Re: Questions about the patch 054aa8d439b9 ("fget: check that the fd still exists after getting a ref to it")

From: libaokun (A)
Date: Sun Jan 09 2022 - 20:26:09 EST


Happy New Year!

ping

在 2021/12/22 18:32, libaokun (A) 写道:
From: Linus Torvalds <torvalds@xxxxxxxxxxxxxxxxxxxx>
Date: Wed, 1 Dec 2021 10:06:14 -0800
Subject: fget: check that the fd still exists after getting a ref to it

Jann Horn points out that there is another possible race wrt Unix domain
socket garbage collection, somewhat reminiscent of the one fixed in
commit cbcf01128d0a ("af_unix: fix garbage collect vs MSG_PEEK").

See the extended comment about the garbage collection requirements added
to unix_peek_fds() by that commit for details.

The race comes from how we can locklessly look up a file descriptor just
as it is in the process of being closed, and with the right artificial
timing (Jann added a few strategic 'mdelay(500)' calls to do that), the
Unix domain socket garbage collector could see the reference count
decrement of the close() happen before fget() took its reference to the
file and the file was attached onto a new file descriptor.

I analyzed this CVE and tried to reproduce it.

I guess he triggered it like the stack below.
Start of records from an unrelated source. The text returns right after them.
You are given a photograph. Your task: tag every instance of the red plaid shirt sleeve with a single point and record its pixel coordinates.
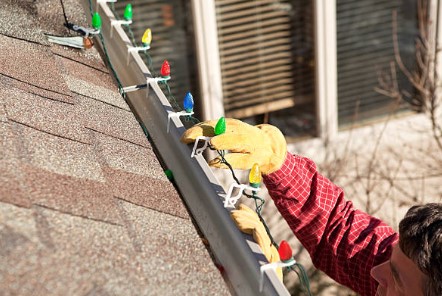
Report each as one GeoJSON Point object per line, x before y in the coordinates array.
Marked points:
{"type": "Point", "coordinates": [342, 241]}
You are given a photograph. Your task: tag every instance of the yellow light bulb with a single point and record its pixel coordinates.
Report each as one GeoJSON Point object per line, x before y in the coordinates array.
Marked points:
{"type": "Point", "coordinates": [255, 176]}
{"type": "Point", "coordinates": [147, 37]}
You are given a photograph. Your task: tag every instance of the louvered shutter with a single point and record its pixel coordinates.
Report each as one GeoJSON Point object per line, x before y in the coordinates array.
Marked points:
{"type": "Point", "coordinates": [365, 48]}
{"type": "Point", "coordinates": [170, 41]}
{"type": "Point", "coordinates": [266, 50]}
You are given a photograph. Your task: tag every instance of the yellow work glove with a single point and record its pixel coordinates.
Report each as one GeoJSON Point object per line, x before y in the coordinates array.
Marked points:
{"type": "Point", "coordinates": [248, 222]}
{"type": "Point", "coordinates": [263, 144]}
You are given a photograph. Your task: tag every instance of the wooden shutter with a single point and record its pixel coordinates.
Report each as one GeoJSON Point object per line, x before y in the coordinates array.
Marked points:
{"type": "Point", "coordinates": [364, 48]}
{"type": "Point", "coordinates": [266, 50]}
close_fd                               |
 pick_file                             |
                                       | __fget_files
file = files_lookup_fd_rcu(files, fd); |
                                       | rcu_assign_pointer(fdt->fd[fd], NULL);
 filp_close                            |
  fput                                 |
                                       | get_file_rcu_many // ned ref>=1
   fput_many(file, 1);                 |
    file_free(file);                   |
                                       |  return file
                                       |  // read-after-free



If you want to successfully execute the get_file_rcu_many function,

the reference counting of the file is greater than or equal to 1 and

is greater than or equal to 2 after the execution.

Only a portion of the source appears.